Defining resiliency in energy and software

The word “resiliency” is all the rage right now.

The notion of resiliency is uniquely applicable in a systems context. Specifically, it is a desirable feature of any system that is made up of many moving parts that operate in a distributed, coordinated fashion.

In such systems, failure is an inevitability that must be planned for. Whether you’re talking about an electricity grid or a network of software services, the study and construction of distributed systems necessarily entail having to worry about component failure. Planning for failure and designing systems to be able to mitigate its impact is at the core of resiliency.

To study the implications of this mindset, let’s take a look at how resiliency is defined in the electricity generation, transmission, and distribution industry.

Setting the stage

Within the US energy sector, a debate is raging among industry analysts, regulators, and vendors on the degree to which renewable energy resources could wreak havoc on our electricity grid. On the one hand, proponents of the status quo of subsidized fossil fuels and centralized power generation are sowing fear that intermittent solar and wind generation will cause brownouts and systemic failures. Countering this narrative is a growing pile of research and field evidence that indicate that the distributed nature of renewables—and particularly the one-two punch of solar-plus-storage—will make the grid more resilient to systemic failures.
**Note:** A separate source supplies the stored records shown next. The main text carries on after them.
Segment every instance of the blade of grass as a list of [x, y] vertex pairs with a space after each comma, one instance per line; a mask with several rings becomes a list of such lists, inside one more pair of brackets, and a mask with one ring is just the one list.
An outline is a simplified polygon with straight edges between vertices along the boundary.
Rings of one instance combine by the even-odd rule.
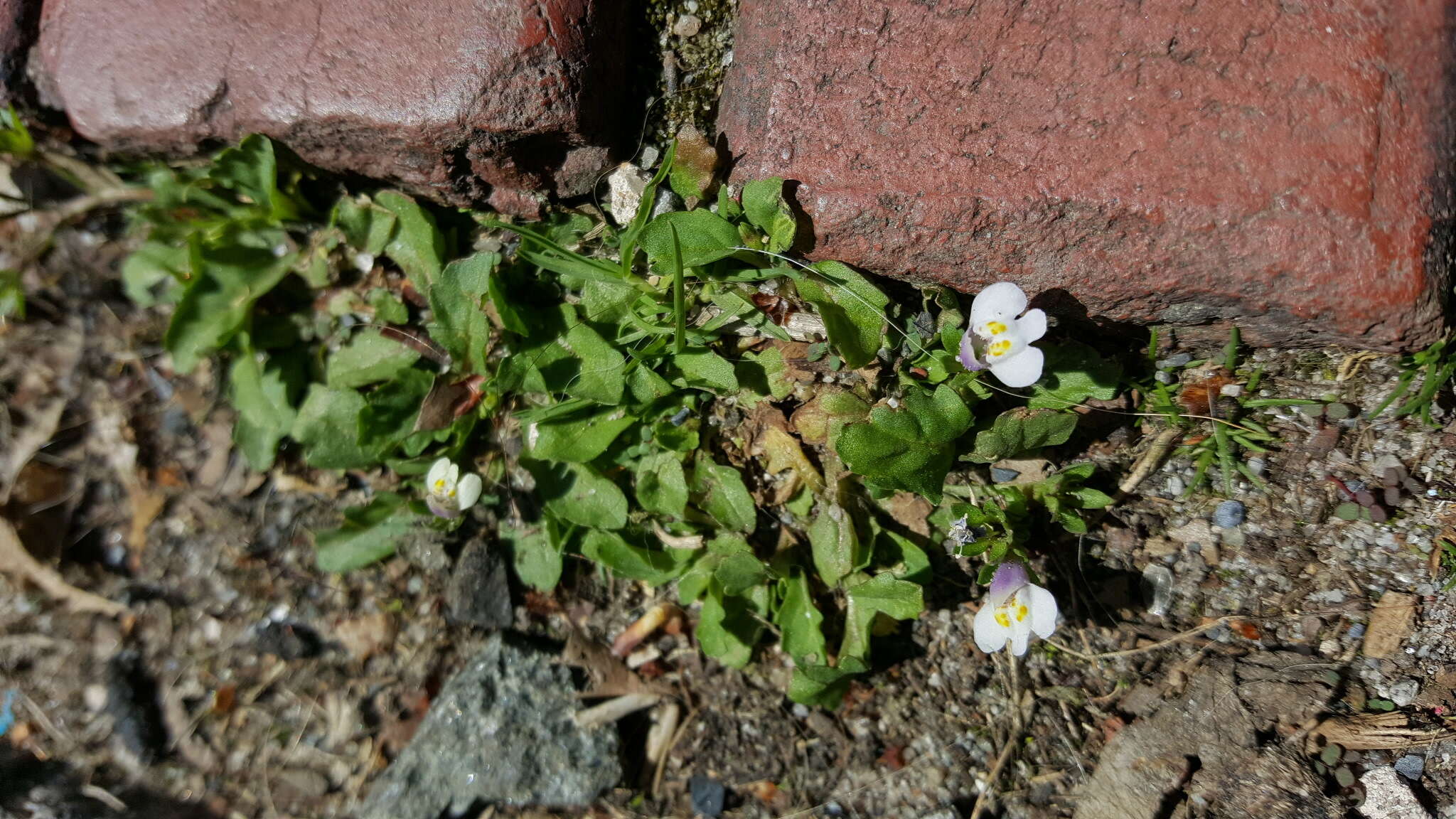
[[1223, 369], [1239, 369], [1239, 325], [1229, 328], [1229, 342], [1223, 345]]
[[673, 316], [677, 319], [677, 338], [673, 348], [678, 353], [687, 348], [687, 296], [683, 291], [683, 248], [677, 243], [677, 226], [667, 223], [673, 236]]
[[657, 168], [657, 173], [648, 181], [646, 187], [642, 188], [642, 200], [638, 203], [636, 216], [632, 217], [632, 224], [622, 232], [622, 273], [625, 275], [632, 274], [632, 265], [636, 262], [636, 242], [642, 235], [642, 229], [652, 217], [652, 205], [657, 203], [657, 187], [667, 179], [667, 173], [673, 169], [673, 160], [677, 157], [677, 140], [673, 140], [667, 146], [667, 153], [662, 154], [662, 165]]
[[1233, 444], [1229, 443], [1229, 431], [1223, 424], [1213, 426], [1213, 446], [1219, 450], [1219, 471], [1223, 472], [1223, 491], [1233, 494]]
These terms (reliability, resiliency) are also all the rage in the software industry. In fact, if you blur your eyes a little and think abstractly about the systems involved, recent trends in software architecture look strikingly similar to those in the renewable and distributed energy resource space.

Fig. 1. Centralized vs distributed architectures of power and data generation, transmission, storage, and consumption.

The last couple of decades saw similar arcs in the trajectories of SaaS-/IoT-era software stacks and renewable energy resources. In place of relying on big, centralized resources, we’re seeing more use of distributed resources. Analogous to the onslaught of microservices and smart devices, the future of the energy grid lies in energy harvested from solar panels or demand response providers, and stored in batteries, cars, or even water heaters.

Defining reliability and resiliency

In my experience in the software industry, “resiliency” is one of those whizbang words that’s fun to throw around, but remains generally ill-defined. Often, reliability and resiliency are used by executives to describe effort spent paying down technical debt.

What is said What is meant
"We're going to focus on reliability this quarter." "I'm getting flak from customers/investors about our app not working, so I want you to fix bugs, reduce latencies, and increase success rates, potentially at the cost of timely feature development."

By comparison, these terms are very precisely defined and measured in the electric power industry.

For the electric sector, reliability can be defined as the ability of the power system to deliver electricity in the quantity and with the quality demanded by users. (…) Reliability means that lights are always on in a consistent manner.

Aaron Clark-Ginsberg, What’s the Difference between Reliability and Resilience

In this light, reliability is binary along the time dimension—your thing either works under a given set of conditions or it doesn’t. These conditions are typically defined in a service-level agreement (SLA), which a service is charged with adhering to over time.

Fig. 2. Screenshot from Stripe’s system status dashboard, which is used to signal whether or not their systems are functioning properly.

Resilience is more complicated.

Resilience, stemming from the root resilio, meaning to leap or spring back, is concerned with the ability of a system to recover and, in some cases, transform from adversity.

Clark-Ginsberg’s report goes on to say that “resilience operates from a systems perspective, understanding incidents as a complex process occurring at the intersection of natural and human forces across multiple scales, evolving and changing over time.”

Reliability and resiliency, while related, are fundamentally different attributes. Resilience involves the gray area of partial failure, as in the case of a rolling brownout or a broken widget on an otherwise functional web page. It implies thinking of a service as a system of constituent components, with too many moving parts to be reasonably characterized using a simple “does it work or not” rubric.

We aren’t so different, you and I

With respect to the nature of renewable energy and software systems, it’s not a coincidence that both can be characterized as distributed systems or that both lend themselves towards discussions of resiliency.

In both cases, intermittent and composable resources require thinking about a service as a distributed system. Part of distributed systems theory and practice is the notion that failure is inevitable, and thus the topic of being resilient to failure is paramount.

Thanks to Oren Schetrit and Berk Demir for reading and providing feedback on drafts of this essay.